Dana Wright, a former principal at Spring Valley Academy, swears by their success, and she’s not alone.
“If I had a chance to talk to every middle school administrator in the country about what they could do to make a difference it would be Boys to Men,” she says.
And what’s fascinating about Boys to Men Mentoring, is the San Diego surfing community powers their operation.
Surfers have rallied behind the cause, helping Joe and his team come up with creative ways to raise the funds needed to facilitate new programs, find mentors, and expand into new schools.
The 100 Wave Challenge, an annual Jog-a-Thon style event in the waves, is their biggest hit.
The 10th annual 100 Wave Challenge raised $430,000 last year, enough to provide a year’s worth of mentorship services to nearly 1000 kids.
Sadly, with the world going sideways in 2020 the need for Boys to Men is greater than ever. Keeping them engaged and connected is crucial to their health and safety.
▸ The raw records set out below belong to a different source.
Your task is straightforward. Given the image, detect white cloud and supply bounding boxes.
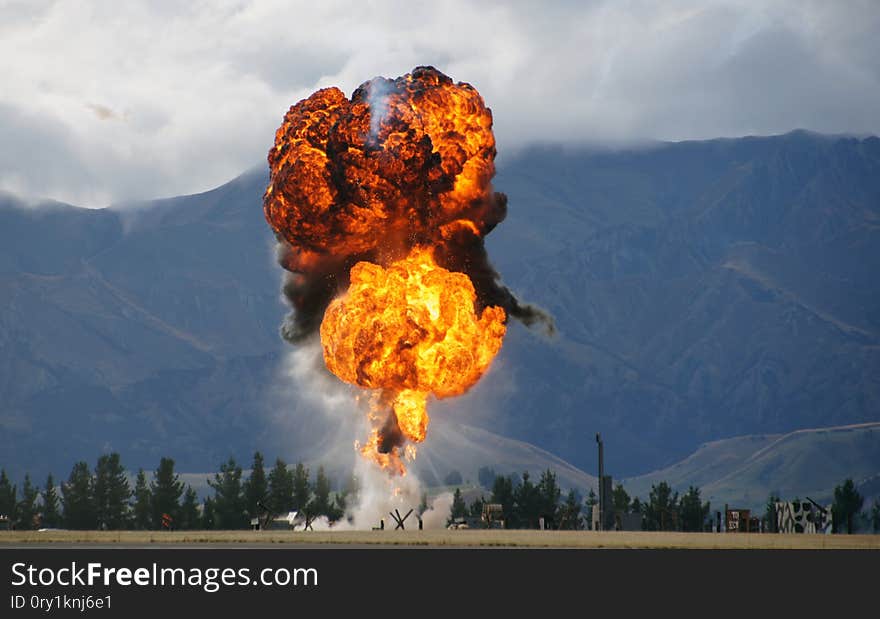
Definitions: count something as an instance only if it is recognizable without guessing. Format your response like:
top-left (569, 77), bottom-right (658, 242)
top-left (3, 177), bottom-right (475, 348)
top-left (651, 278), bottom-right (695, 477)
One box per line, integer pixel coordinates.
top-left (0, 0), bottom-right (880, 206)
Yet early this summer, Sigurdson warned his supporters that this year’s 100 Wave Challenge may not happen, and by some miracle it did, it certainly couldn’t be on the usual scale, with hundreds showing up in Mission Beach.
“That didn’t sit well with anyone,” says Joe.
His fellow surfers floated an alternative: let’s expand.
After all, they argued, Boys to Men’s impact is global now.
Sure, San Diego is where it all started, but they provide guidance to independent chapters in seventeen different states and nine different countries at HQ.
Why not reflect that?
After several Zoom calls, Joe and his team obliged, adding a new twist.
This year it’s “Your 100 Wave Challenge.”
You pick the crew, the beach, and the time, between now and November 22nd, and make it happen.
“Two months ago, we were feeling pretty hopeless,” says Sigurdson. “Thanks to our surfers, I’m starting to believe this may end up being our biggest year yet. Our big signup push doesn’t typically start until after Labor Day, but word is already spreading through surf clubs and surf shops and social media. And our surfers are getting calls from people asking how they can help.”
The answer is simple: Grab some friends, get ‘em together, and give these kids your love.